This semester, we are highlighting members of the SFRC community who have gone above and beyond in adapting with new methods of teaching, research, and Extension this past year. Do you know a student, faculty, or staff member who embodies this excellence? Nominate them here.
Graduate Student Writing Group
By Ana Luiza Violato Espada, PhD student, Forest Resources & Conservation
This summer, I, along with Dr. Karen Kainer’s three current graduate students — Johanna Depenthal (SFRC), Mabel Baez Schon (SFRC) and Yeyetsi Maldonado Caballero (Masters of Sustainable Development Practice) plus Dr. Kainer’s former graduate student, Stephanie Cadaval (SFRC), started a weekly writing group to help us face the challenges posed by COVID-19.
These meetings are meant to help us to cope with social distancing and physical isolation that the COVID-19 pandemic has imposed on us since classes turned online in the middle of the Spring term.
Each one of us was dealing with the uncertainties regarding ourselves and our relatives’ health and safety, as well as doubts concerning the continuity of our graduate work. We are trying to keep our sanity in the face of all the miserable news around the COVID-19 pandemic, unemployment, and the saddest news about people dying worldwide. We realized that travel during Summer term, when graduate students usually travel to do fieldwork as well as visit family, particularly international students, was no longer an option for us. This really affected our mental health, and we saw our productivity dive.
Then, we created a weekly writing group to support each other in our writing process.
Some of us are in the early stages of graduate training still writing proposals for fieldwork funding, while others are more advanced—writing dissertation chapters and journal articles.
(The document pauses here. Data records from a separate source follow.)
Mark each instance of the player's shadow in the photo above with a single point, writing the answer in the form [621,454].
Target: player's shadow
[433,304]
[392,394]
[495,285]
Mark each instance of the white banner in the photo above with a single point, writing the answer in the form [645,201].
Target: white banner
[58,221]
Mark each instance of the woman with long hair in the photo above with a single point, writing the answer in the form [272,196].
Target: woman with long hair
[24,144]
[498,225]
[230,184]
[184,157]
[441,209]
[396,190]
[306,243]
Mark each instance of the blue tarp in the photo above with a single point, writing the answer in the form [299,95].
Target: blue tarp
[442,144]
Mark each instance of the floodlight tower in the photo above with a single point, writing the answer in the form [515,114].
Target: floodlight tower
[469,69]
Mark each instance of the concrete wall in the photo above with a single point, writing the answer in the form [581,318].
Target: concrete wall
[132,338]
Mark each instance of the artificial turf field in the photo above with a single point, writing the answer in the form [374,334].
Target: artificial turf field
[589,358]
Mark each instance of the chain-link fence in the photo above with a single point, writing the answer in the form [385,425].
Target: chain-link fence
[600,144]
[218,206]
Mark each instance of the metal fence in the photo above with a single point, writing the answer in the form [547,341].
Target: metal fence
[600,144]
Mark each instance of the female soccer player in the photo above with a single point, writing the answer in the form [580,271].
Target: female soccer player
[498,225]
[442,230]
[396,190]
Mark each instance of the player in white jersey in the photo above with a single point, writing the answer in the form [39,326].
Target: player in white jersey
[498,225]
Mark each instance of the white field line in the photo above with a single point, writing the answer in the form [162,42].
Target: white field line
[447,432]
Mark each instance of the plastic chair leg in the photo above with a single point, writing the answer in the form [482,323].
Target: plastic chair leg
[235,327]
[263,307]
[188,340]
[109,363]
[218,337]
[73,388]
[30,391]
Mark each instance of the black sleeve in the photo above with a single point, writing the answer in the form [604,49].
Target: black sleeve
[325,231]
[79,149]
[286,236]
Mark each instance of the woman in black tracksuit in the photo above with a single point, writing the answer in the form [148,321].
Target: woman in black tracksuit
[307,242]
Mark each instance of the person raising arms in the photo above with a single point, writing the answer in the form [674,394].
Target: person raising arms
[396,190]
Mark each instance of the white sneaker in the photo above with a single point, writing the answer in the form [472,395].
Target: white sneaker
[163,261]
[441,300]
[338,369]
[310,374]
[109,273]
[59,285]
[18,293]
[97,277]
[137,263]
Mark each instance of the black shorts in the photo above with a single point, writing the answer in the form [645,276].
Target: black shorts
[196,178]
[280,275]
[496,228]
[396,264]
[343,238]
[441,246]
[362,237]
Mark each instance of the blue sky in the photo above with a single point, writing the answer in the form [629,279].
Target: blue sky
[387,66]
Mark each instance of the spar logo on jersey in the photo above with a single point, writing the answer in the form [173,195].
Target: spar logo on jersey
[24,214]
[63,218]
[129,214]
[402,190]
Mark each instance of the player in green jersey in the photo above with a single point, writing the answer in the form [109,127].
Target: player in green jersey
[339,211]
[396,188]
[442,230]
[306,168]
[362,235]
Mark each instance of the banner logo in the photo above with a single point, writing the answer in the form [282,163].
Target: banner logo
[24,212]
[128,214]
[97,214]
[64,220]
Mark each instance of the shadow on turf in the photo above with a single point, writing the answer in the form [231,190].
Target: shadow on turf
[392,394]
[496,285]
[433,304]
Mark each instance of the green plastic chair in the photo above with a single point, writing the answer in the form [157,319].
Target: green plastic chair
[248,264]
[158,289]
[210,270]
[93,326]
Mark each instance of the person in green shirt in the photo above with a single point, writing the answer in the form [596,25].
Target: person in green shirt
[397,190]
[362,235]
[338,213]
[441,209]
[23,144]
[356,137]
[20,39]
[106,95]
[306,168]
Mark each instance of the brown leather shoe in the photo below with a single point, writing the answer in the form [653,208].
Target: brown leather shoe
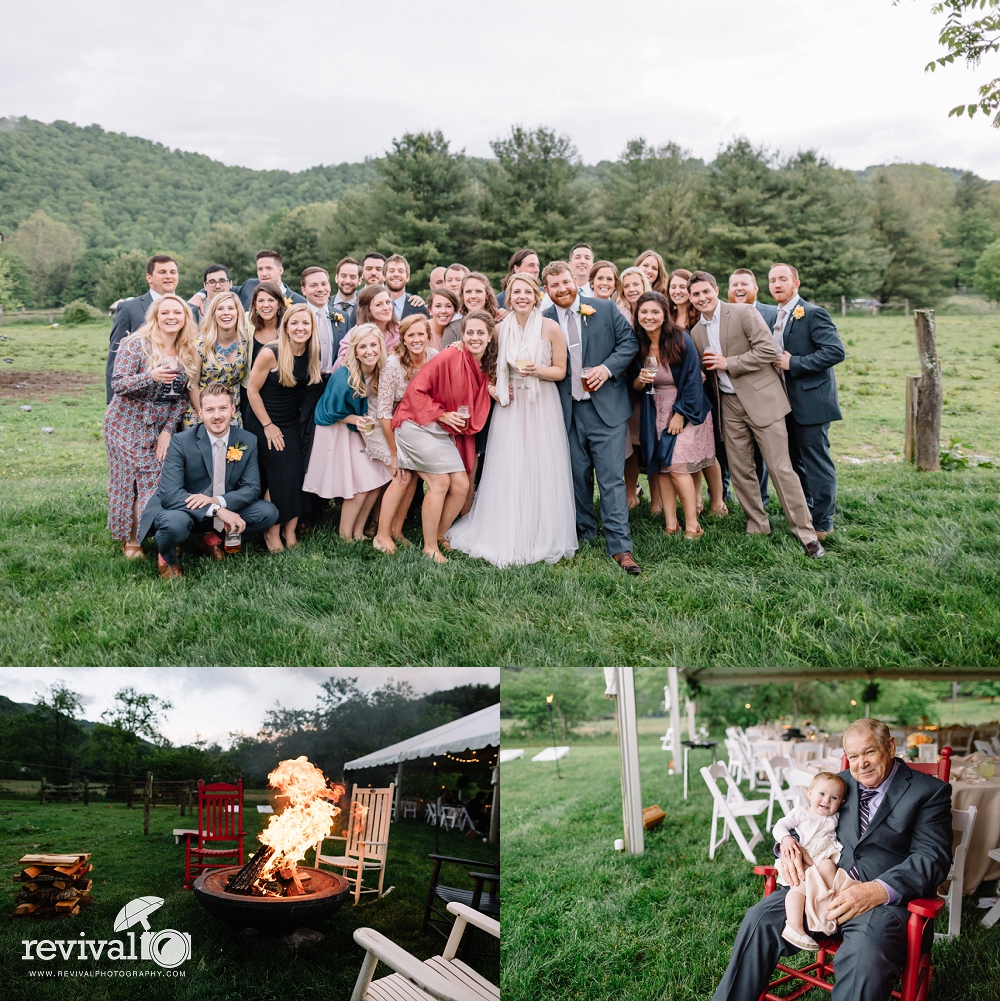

When we created the group we started by coming up with a set of shared basic rules and processes to help us organize the meetings in order to achieve our goals: advance our writing and get feedback from our peers.
It turned out that we did achieve our work goals and more than that unawares, we were checking on each other’s mental health during the whole Summer. To us these meetings were an opportunity to stay connected while staying safe. Some weeks, these were the only social interactions we had outside our pandemic bubbles.
Although it is a small group, we continue to meaningfully support each other in different matters: graduate work development, and mental health check-ins,course work, and unlimited amounts of encouragement. We have celebrated publications getting published, one of our members starting graduate school, and birthdays to name a few. After the Summer period, we have decided to continue to have our writing group.
The name doesn’t do it justice, at a minimum it should be called the Writing/Friendship Group. We are sharing this experience with our SFRC community hoping that we can inspire more people to form small groups with multiple goals including those related to graduate studies but, more than that, with friendship, solidarity, and happiness in these uncertain times.